The real signal: Quality funds returned -0.3% for the month and saw Rs 28 crore in outflows. Low Volatility funds returned 0.3% and bled Rs 122 crore. In a month of genuine global uncertainty — West Asia conflict, FII selling of Rs 32,963 crore, commodity price swings India's factor investors sold their traditional defensive allocations and held their growth-oriented ones. Whether this reflects confidence or complacency will likely only be answered in the months ahead.
On the other side of FII selling of Rs 32,963 crore, domestic institutional investors bought Rs 82,165 crore worth of equities in May, providing the market's stabilising counterweight. Debt funds saw Rs 96,949 crore in net outflows — a large headline number that reflects the unwinding of April's record Rs 2,47,490 crore inflow, which was driven by institutions parking short-term treasury liquidity around the fiscal year end. The reversal was always expected and is technical, not structural.

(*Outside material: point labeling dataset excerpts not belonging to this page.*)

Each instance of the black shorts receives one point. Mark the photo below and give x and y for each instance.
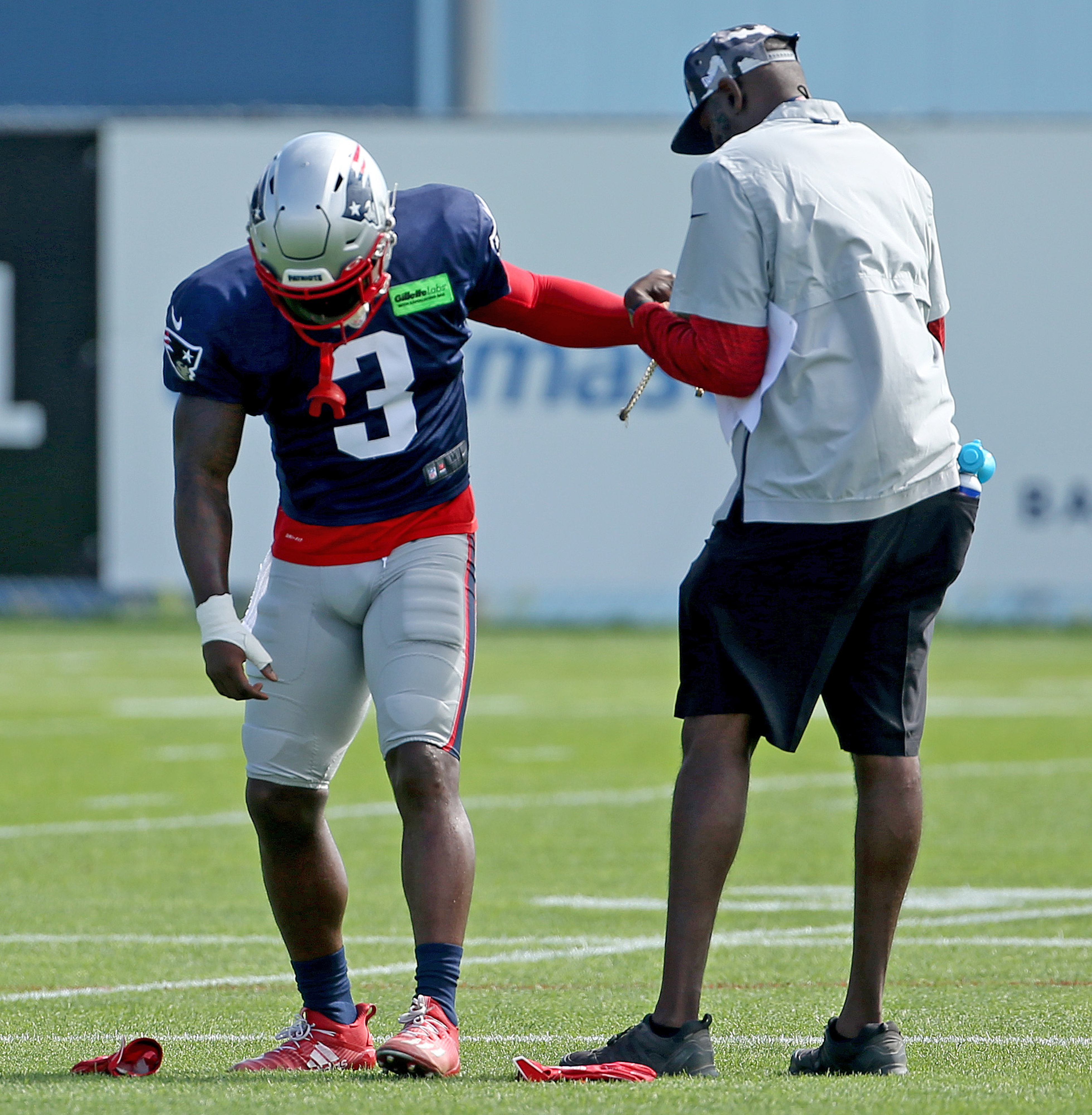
(773, 615)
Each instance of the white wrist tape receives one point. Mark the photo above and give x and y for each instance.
(219, 623)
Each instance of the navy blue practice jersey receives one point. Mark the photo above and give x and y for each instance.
(403, 444)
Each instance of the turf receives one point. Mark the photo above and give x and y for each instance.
(113, 748)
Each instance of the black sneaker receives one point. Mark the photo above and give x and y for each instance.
(879, 1050)
(688, 1053)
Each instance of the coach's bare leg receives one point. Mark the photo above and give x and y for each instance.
(305, 877)
(886, 843)
(707, 822)
(437, 841)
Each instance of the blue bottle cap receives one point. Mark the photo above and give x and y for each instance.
(972, 458)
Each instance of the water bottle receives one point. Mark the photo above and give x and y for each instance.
(977, 466)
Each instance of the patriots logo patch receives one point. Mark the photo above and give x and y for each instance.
(360, 202)
(183, 356)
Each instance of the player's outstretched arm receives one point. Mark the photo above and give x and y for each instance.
(559, 312)
(208, 435)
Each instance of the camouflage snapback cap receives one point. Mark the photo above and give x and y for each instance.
(731, 53)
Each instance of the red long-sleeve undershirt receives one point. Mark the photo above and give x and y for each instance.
(559, 312)
(717, 356)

India has 27.65 crore mutual fund investor accounts today up from 10.04 crore just six years ago. Its SIP infrastructure now generates nearly Rs 31,000 crore every month without flinching. What May 2026 confirms is that the inflow machine is built and running. The open question is allocation quality: the funds that earned the most in May got the least money, the funds that earned the least got the most, and the only categories being actively bought with discretion banking specifics, technology passives, infrastructure recovery plays are those where informed capital is operating alongside, not inside, the SIP stream.
The resilience of India's retail investor is no longer in question. What May 2026 reveals, instead, is a sharper question: where is the money actually going — and is it going to the right place?